Nuestra América lleva
dos siglos de vida independiente y aún destila escritores, científicos sociales
y publicistas que etiquetan cualquier proceso político popular,
antiimperialista y anticapitalista como el resurgir de un populismo encabezado
por un caudillo. El imaginario común, Juan Domingo Perón en Argentina, Getulio
Vargas en Brasil, Arnulfo Arias en Panamá, José Figueres en Costa Rica, Paz
Estenssoro en Bolivia o Velasco Ibarra en Ecuador. Es posible que caigan en
esta denominación Lázaro Cárdenas o Plutarco Elías Calles. En esta dinámica,
dejándose llevar por un rechazo a los movimientos populares como motores del
cambio social, se descalifica, caricaturiza y declara obsceno a líderes
políticos cuya autoridad radica en la capacidad de convencimiento en las urnas
y no en un discurso populista o un quehacer caudillista. Lo nacional-popular incomoda.
Los publicistas del
nuevo caudillo confunden, manipulan y pierden rigor teórico y político en pro
de una explicación sesgada. Con un tono neutral-valorativo dicen mantener las
distancias. Creo, confunden caciques, caudillos y caudillos con líderes
políticos y liderazgo social. En esta dimensión el líder, a diferencia del
caudillo, autócrata por excelencia, sobresale por la capacidad de conducción,
siendo sus cualidades a destacar la rectitud, la moral, la virtud ética de poder
y el respeto a sus conciudadanos. El carisma y la personalidad influyen, pero
en el líder se disuelve y trasforma en legitimidad cotidiana. El líder no vive
del carisma político, a decir de Weber. Y lo más destacable: el líder no se
limita a administrar el poder, es precursor, tiene la capacidad de transformar
el orden constituido.

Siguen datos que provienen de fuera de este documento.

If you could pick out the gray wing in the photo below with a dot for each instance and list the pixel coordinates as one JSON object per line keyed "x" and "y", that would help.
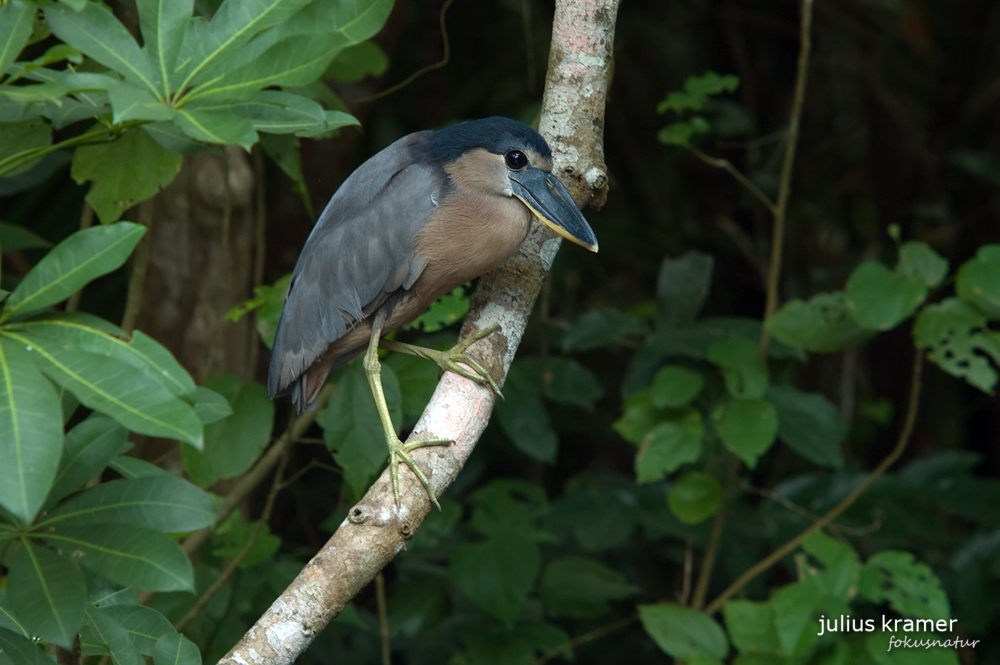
{"x": 360, "y": 251}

Su liderazgo deviene autoridad participante. Es un mandar
obedeciendo lo que identifica el liderazgo. Así se complementa con un papel
activo de la ciudadanía, al contrario que el caudillo que disuelve y reprime la
participación popular.
Liderazgos políticos
afincados en proyectos democráticos escasean en el mundo y hay pocos en América
Latina, de ahí su relevancia cuando surgen. Los líderes se impregnan de la
historia de sus países, recorren el territorio, hablan con su gente, escuchan y
saben interpretar los anhelos de justicia social, las demandas de los
trabajadores, las mujeres, la juventud y los pueblos originarios. Por ello
cuando se asocia a Hugo Chávez con un movimiento caudillista y se le adjetiva
como caudillo se está cayendo en un despropósito. Hugo Chávez no ha sido
caudillo ni jefe de un movimiento caudillista. Apegado a la Constitución,
respetuoso de las libertades públicas, civiles e individuales, nunca estuvo por
encima de las leyes ni reprimió, torturo, exilió o mando asesinar a miembro
alguno de la oposición. Todos, rasgos inherentes a los caudillos y sus
regímenes. Hugo Chávez ha sido un líder, un estadista para su pueblo y América
Latina. Así se le recordará, muy a pesar de sus detractores.